The Close Up Foundation, a Washington, D.C.-based group founded in 1971 to develop civic responsibility among high school students, helped distribute the materials to an additional 18,000 teachers in every congressional district. The group is working with Take It Back to deliver the video and guide to an additional 104,000 schools nationwide.


“The commitment and the energy Jolie has put into this project are outstanding,” said Marcia Gustafson, curriculum evaluation manager for Close Up. “Our philosophy matches hers--citizens, regardless of age, should be out there taking action on recycling.”

Laura Woodward, a third-grade science teacher at Citrus Elementary in Upland, used the video and book as the centerpiece of a three-week recycling awareness class.

“Kids are so TV and music-minded that all of a sudden, ‘Yakety Yak--Take It Back!’ became their motto,” Woodward said. “They really identified with the individual singers. They could repeat exactly what each star said about recycling--and that’s a lot to remember for an 8-year-old.”

Woodward used the video on April 15, National Recycling Day, an observation created this year by a congressional resolution that Jones and Sen. Joseph I. Lieberman (D-Conn.) spearheaded.

AT&T; has also funded Take It Back, providing $500,000 to date. Take It Back spent $450,000 on the “Yakety Yak” video; other companies donated equipment and transportation for artists. Atlantic Recording Corp. picked up the tab for production and distribution.

A&M; Records donated its Los Angeles sound stage, the same one used by Jones’ father, Quincy, when he produced USA for Africa’s “We Are the World” video in 1985.


Jones has assembled an advisory board of environmental groups for her foundation, including the Environmental Defense Fund, Worldwatch Institute, Californians Against Waste and the Council on Economic Priorities.

“I was the president of a local New York chapter of SANE back in 1983,” Jones said, referring to the anti-nuclear organization. “But recycling has caught my eye like no other concern.”

Jones is also owner and vice president of Oliverea Productions and has produced two albums for Brazilian pop star Ivan Lins. She has also been a singer and model.

The idea to launch the “Yakety Yak” video originated with Pacy Markman, an advertising expert who talked to Jones about it after an Earth Communications Office, or ECO, board meeting. Jones was a founding board member of ECO, a Century City-based environmental awareness group created in 1989.

“I was not into recycling at the time,” Jones said. “I thought Leiber and Stoller would never consider letting us use their song.”

But Jones later telephoned the lyricists, who agreed and in fact rewrote the lyrics for the tune.


“I started to recycle at home and then stood back and watched what happened. Our habits started to change. I stopped using paper towels and my husband organized the house to make it easier to recycle--like extra recycling bins upstairs.
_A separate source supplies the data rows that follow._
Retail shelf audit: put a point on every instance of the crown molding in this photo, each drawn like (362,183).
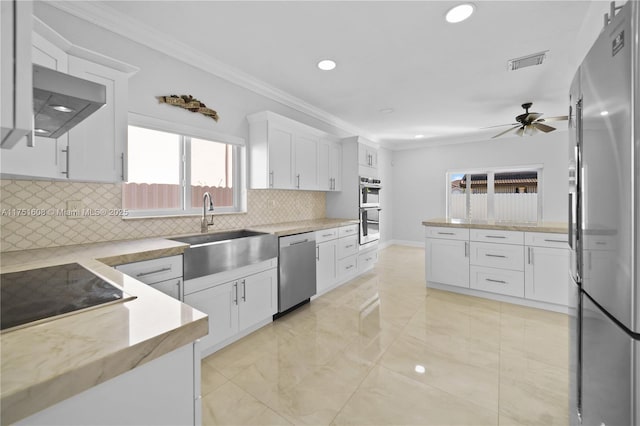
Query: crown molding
(105,17)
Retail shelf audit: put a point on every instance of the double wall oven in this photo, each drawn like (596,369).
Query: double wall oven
(369,209)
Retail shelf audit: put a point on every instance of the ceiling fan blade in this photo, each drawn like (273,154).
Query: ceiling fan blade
(501,125)
(506,131)
(558,118)
(539,126)
(532,116)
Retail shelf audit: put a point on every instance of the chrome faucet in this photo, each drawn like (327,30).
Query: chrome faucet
(204,223)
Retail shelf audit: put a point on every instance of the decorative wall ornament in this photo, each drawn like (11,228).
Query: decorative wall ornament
(190,103)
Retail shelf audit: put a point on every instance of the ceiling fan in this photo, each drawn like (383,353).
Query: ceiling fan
(530,123)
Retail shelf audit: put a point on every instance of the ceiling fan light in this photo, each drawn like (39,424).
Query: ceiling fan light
(459,13)
(326,65)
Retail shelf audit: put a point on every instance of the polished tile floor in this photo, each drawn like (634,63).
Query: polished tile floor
(382,350)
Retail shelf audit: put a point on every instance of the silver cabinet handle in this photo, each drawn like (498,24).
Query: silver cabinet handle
(122,165)
(179,290)
(165,269)
(66,151)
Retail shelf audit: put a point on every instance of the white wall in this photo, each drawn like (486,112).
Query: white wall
(419,176)
(163,75)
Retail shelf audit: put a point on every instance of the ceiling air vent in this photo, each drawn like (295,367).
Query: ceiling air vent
(527,61)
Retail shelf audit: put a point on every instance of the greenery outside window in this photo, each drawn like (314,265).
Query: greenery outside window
(500,194)
(169,169)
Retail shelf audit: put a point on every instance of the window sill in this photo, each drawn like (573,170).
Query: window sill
(177,215)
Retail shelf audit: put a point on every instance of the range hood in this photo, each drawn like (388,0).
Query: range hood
(61,101)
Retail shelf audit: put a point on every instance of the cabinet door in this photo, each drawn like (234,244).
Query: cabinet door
(325,179)
(258,298)
(326,265)
(447,262)
(280,158)
(46,158)
(335,165)
(546,275)
(96,145)
(221,304)
(306,171)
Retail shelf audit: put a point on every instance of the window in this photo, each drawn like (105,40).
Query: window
(508,195)
(168,173)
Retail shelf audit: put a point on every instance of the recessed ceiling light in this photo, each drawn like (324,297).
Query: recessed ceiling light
(326,65)
(61,108)
(459,13)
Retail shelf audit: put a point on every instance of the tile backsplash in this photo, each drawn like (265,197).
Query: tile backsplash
(32,214)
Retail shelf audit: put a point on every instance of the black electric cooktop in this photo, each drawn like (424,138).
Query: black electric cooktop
(43,293)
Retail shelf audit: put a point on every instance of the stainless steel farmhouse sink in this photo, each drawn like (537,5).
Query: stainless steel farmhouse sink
(222,251)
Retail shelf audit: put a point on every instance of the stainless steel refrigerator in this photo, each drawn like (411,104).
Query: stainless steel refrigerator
(604,227)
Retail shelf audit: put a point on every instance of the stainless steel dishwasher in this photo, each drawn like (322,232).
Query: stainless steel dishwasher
(296,271)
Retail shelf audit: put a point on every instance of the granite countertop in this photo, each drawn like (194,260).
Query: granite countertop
(551,227)
(46,363)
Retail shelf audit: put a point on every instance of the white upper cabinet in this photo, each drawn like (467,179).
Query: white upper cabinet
(93,150)
(329,165)
(97,144)
(306,162)
(16,110)
(286,154)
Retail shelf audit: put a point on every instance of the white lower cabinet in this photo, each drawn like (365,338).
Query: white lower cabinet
(326,265)
(447,261)
(339,256)
(164,274)
(235,301)
(529,267)
(495,280)
(546,275)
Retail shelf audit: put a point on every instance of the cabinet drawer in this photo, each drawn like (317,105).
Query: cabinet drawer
(446,233)
(172,287)
(347,231)
(367,260)
(347,246)
(544,239)
(326,235)
(155,270)
(505,256)
(499,281)
(497,236)
(347,266)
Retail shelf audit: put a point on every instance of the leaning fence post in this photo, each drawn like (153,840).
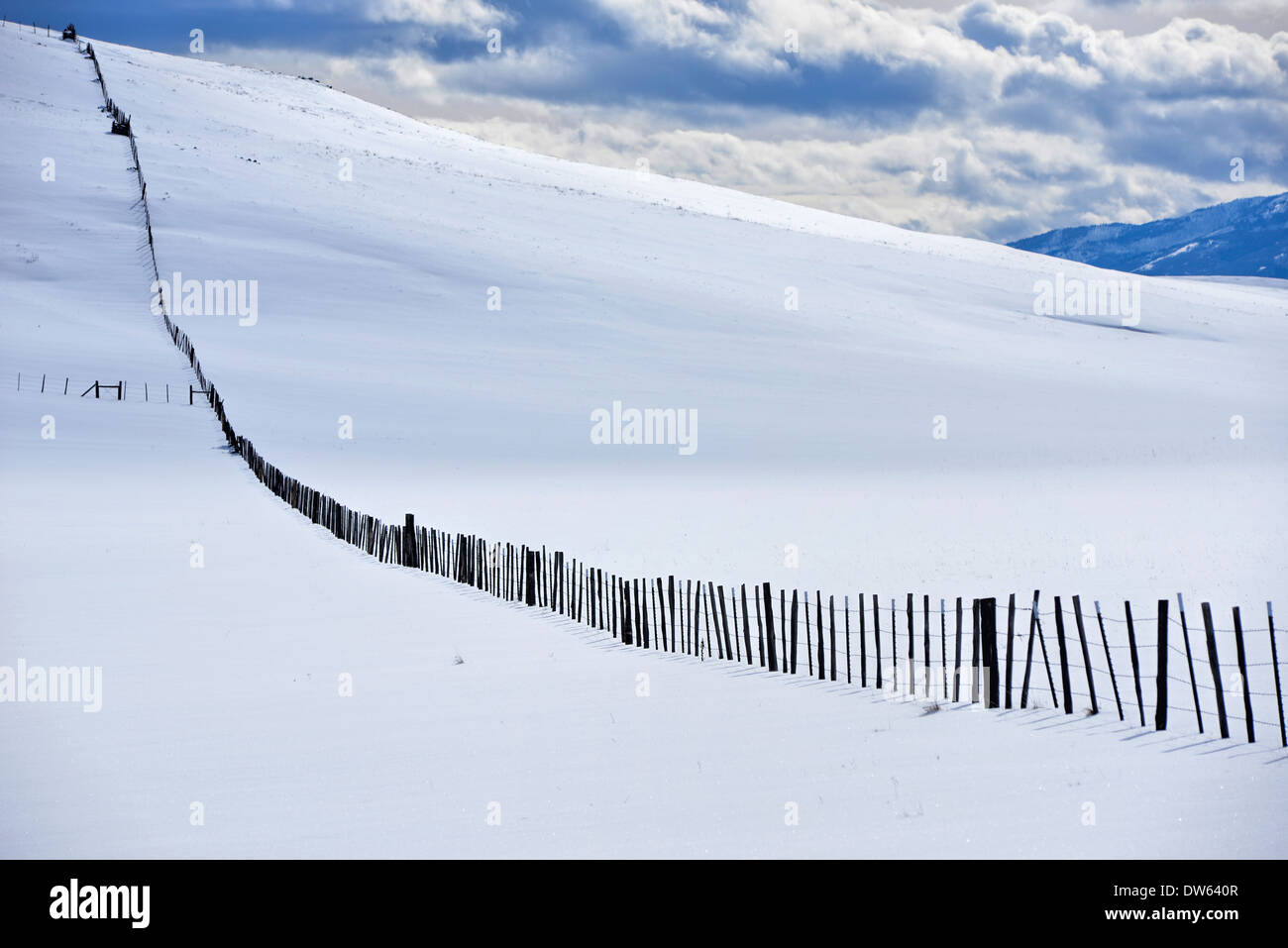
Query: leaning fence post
(410,543)
(529,582)
(1028,660)
(1160,685)
(1216,670)
(1109,661)
(957,661)
(974,651)
(943,647)
(1134,661)
(1243,673)
(1086,655)
(831,625)
(1274,661)
(912,657)
(769,627)
(988,639)
(794,630)
(876,633)
(846,640)
(925,638)
(1010,646)
(1064,657)
(1189,661)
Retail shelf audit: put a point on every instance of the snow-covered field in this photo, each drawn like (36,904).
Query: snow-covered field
(222,685)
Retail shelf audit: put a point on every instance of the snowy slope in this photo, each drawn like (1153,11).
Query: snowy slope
(1244,237)
(671,294)
(220,683)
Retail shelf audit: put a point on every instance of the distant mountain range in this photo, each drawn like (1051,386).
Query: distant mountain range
(1241,239)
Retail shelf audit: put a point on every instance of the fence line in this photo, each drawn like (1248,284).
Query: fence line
(678,616)
(111,389)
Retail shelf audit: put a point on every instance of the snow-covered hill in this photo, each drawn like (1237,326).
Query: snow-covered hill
(816,429)
(1240,239)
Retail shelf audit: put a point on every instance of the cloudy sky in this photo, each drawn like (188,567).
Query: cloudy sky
(1035,115)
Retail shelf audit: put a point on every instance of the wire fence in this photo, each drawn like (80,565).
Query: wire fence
(110,389)
(844,640)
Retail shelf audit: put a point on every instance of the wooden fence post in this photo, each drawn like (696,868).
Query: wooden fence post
(1274,661)
(988,639)
(1010,646)
(782,623)
(894,647)
(943,647)
(863,643)
(809,640)
(794,630)
(1064,657)
(848,679)
(1028,661)
(912,656)
(1134,661)
(1214,664)
(410,543)
(831,625)
(760,627)
(876,633)
(1243,674)
(1160,686)
(818,613)
(1109,661)
(724,621)
(1189,661)
(974,651)
(670,591)
(1086,656)
(957,660)
(529,584)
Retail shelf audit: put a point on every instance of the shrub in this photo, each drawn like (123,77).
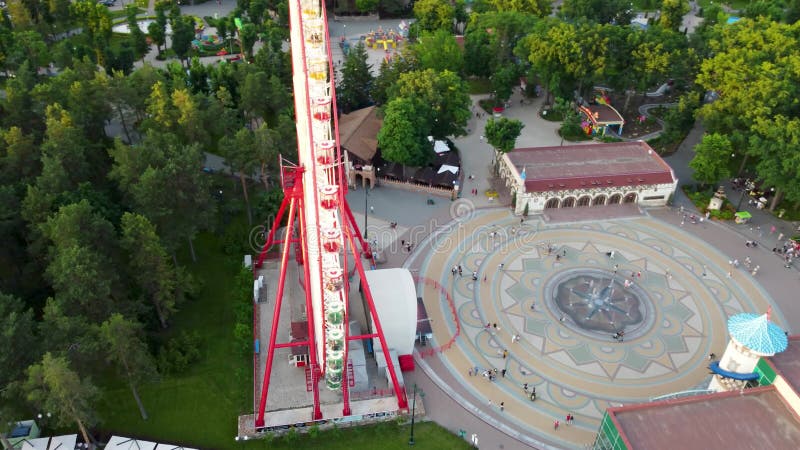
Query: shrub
(610,139)
(571,127)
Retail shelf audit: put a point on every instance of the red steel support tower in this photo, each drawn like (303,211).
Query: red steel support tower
(314,193)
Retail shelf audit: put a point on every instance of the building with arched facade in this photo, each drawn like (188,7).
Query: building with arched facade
(593,175)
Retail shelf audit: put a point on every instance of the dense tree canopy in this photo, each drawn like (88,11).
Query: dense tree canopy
(353,90)
(600,11)
(711,160)
(440,98)
(490,40)
(402,138)
(434,15)
(439,51)
(502,133)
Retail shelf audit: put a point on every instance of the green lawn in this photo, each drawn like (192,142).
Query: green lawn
(200,407)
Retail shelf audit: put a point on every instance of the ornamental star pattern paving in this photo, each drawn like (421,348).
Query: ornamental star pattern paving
(683,296)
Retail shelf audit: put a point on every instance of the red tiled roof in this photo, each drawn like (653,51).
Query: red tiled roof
(603,114)
(758,418)
(586,166)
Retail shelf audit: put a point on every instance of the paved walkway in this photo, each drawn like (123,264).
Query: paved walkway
(573,370)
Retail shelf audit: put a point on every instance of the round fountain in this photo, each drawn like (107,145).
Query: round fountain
(598,302)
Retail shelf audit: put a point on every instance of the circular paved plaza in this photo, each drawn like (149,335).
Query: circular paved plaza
(566,290)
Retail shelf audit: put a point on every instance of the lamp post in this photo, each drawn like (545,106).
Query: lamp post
(748,186)
(366,210)
(413,411)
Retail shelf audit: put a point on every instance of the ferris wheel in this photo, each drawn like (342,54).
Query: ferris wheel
(320,223)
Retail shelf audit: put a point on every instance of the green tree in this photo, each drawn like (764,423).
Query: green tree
(126,350)
(540,8)
(240,157)
(189,117)
(17,339)
(566,56)
(353,91)
(434,15)
(438,50)
(389,73)
(491,37)
(441,99)
(502,133)
(30,46)
(599,11)
(65,161)
(80,267)
(777,144)
(256,10)
(248,36)
(503,82)
(403,137)
(96,21)
(711,159)
(254,102)
(753,68)
(672,12)
(367,5)
(149,266)
(54,386)
(171,191)
(267,143)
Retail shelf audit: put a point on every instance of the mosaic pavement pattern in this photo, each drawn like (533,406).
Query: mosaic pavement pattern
(562,290)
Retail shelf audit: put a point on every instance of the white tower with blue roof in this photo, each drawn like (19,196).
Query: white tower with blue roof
(753,336)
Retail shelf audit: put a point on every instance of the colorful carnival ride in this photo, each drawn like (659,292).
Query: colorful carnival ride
(320,225)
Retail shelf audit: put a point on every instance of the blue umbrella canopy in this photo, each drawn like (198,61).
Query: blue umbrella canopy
(757,333)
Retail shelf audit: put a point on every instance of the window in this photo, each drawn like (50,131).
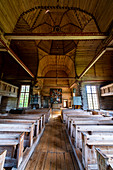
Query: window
(24,96)
(92,97)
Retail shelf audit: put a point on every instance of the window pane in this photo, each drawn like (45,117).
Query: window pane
(22,88)
(88,89)
(27,88)
(21,100)
(90,104)
(93,89)
(26,99)
(24,96)
(95,101)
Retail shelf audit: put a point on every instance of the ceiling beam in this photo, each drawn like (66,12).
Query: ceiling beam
(94,60)
(54,78)
(55,36)
(3,49)
(11,52)
(105,48)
“All of this raised our awareness of how much we waste. We could see how we could make a difference--without having to be politicians.”

Take It Back is the newest of several organizations that use celebrities and the media to voice environmental concerns to the public.

The Environmental Media Assn., founded in 1989, works with writers, actors and producers to encourage the inclusion of environmental themes in films, TV and music.

ECO also strives to influence network TV shows, often persuading writers and editors to script in casual dialogue about disposable diapers or excessive product packaging.

Many such environmental groups receive free office space from studios. ECO has set up shop in Imagine, Ron Howard’s Century City studio, and Take It Back occupies a two-room suite in the Warner Elektra Atlantic Corp.’s Burbank complex.


Jones said she sees no end to her efforts. The foundation’s logo, a globe shaped like a butterfly, will be used to help market recycled products and may appear as a seal of approval for recycled goods. Take It Back also is planning events for the United Nations’ “Earth Summit” conference to be held in Rio de Janeiro in June, 1992.

“Once we completed the video, which was supposed to be a short-term project, I knew I was in this for the long run,” Jones said. “It’s become my full-time career.”